A Resource by the Marine Protected Areas Federal Advisory Committee (These statements do not necessarily reflect the positions of NOAA or the U.S. Government)

divers examing wreak of WWII amphibious assault vehicle sites near Maui
A 2013 NOAA Sanctuaries/University of Hawaii field project documented in detail three WWII amphibious assault vehicle sites near Maui. All three AMTRACKS were likely lost during training exercises immediately prior to the invasion of Saipan, June-July 1944. (NOAA ONMS)

In 2002 the Office of National Marine Sanctuaries initiated a volunteer diving program designed to train sport and technical divers in basic underwater archaeology methods and promote public "citizen-scientist" projects within the marine sanctuary system. In Alpena Michigan, NOAA diving instructors with the Thunder Bay National Marine Sanctuary trained groups of public divers to the equivalent NOAA diving certification. These divers then received Nautical Archaeology Society (NAS) Intro and Level One training from sanctuary instructors, learning the basics of site location and non-invasive hands-on documentation. Functioning as unpaid volunteers, these dive groups were then cleared to complete specific maritime archaeology projects on historic shipwrecks within the sanctuary at the direction of the site superintendent and cultural resources manager.   The public dive groups received training (at no charge), "citizen-scientists" were actively engaged in the preservation of their own public archaeological resources, and the sanctuary benefited from the additional survey capacity and field data.

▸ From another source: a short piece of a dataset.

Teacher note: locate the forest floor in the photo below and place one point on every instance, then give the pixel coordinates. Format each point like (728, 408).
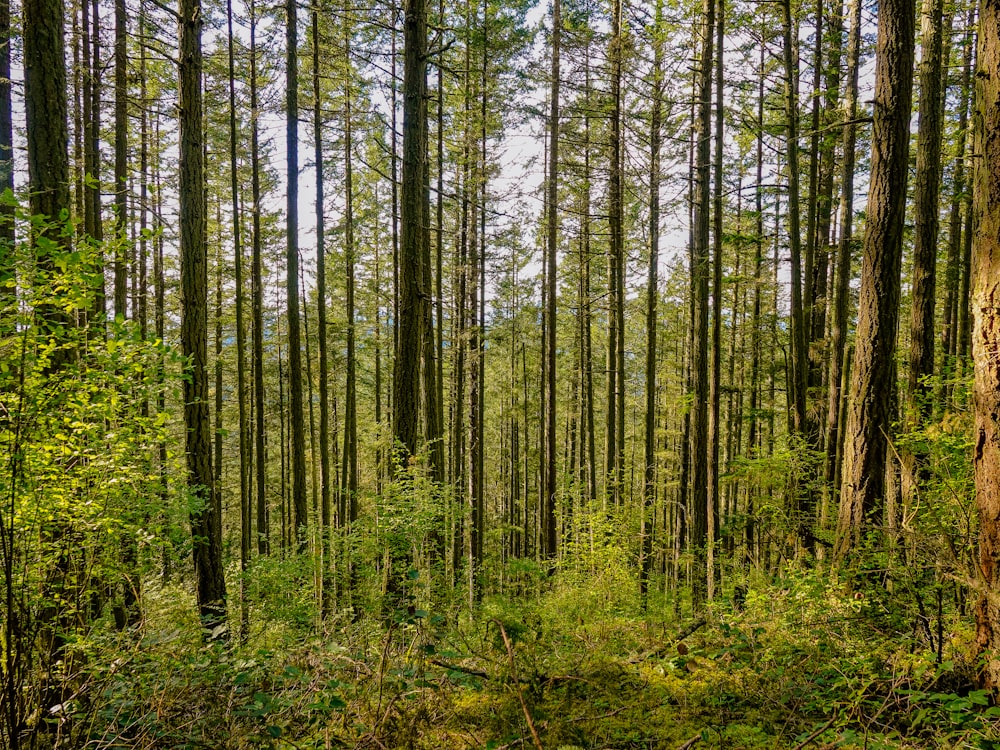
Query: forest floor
(802, 664)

NOAA maritime archaeologists received advanced degrees at either East Carolina University's Maritime Studies Program or Texas A&M's Nautical Archaeology Program, and have also been licensed as NAS instructors by the Nautical Archaeology Society's training staff.

Similar training and capacity-building takes place at other sites within the sanctuary system. In Hawai`i NOAA provides a maritime archaeology instructor to the local university for the annual Maritime Archaeology Survey Techniques (MAST) course, a credited two-week classroom and field class culminating in the site assessment of previously undocumented submerged resources among the islands. In this case, the university science divers work directly with NOAA divers through a reciprocal agreement between the NOAA Diving Program and the University of Hawai`i Diving Safety Office. This arrangement addresses risk and liability concerns.

When NOAA archaeologists conduct training courses for public sport divers who do not have equivalent NOAA diving certificates nor are part of a university diving program, those divers may not participate directly in NOAA projects nor conduct surveys at the direction of any sanctuary staff. Why?  It is a matter of risk and liability.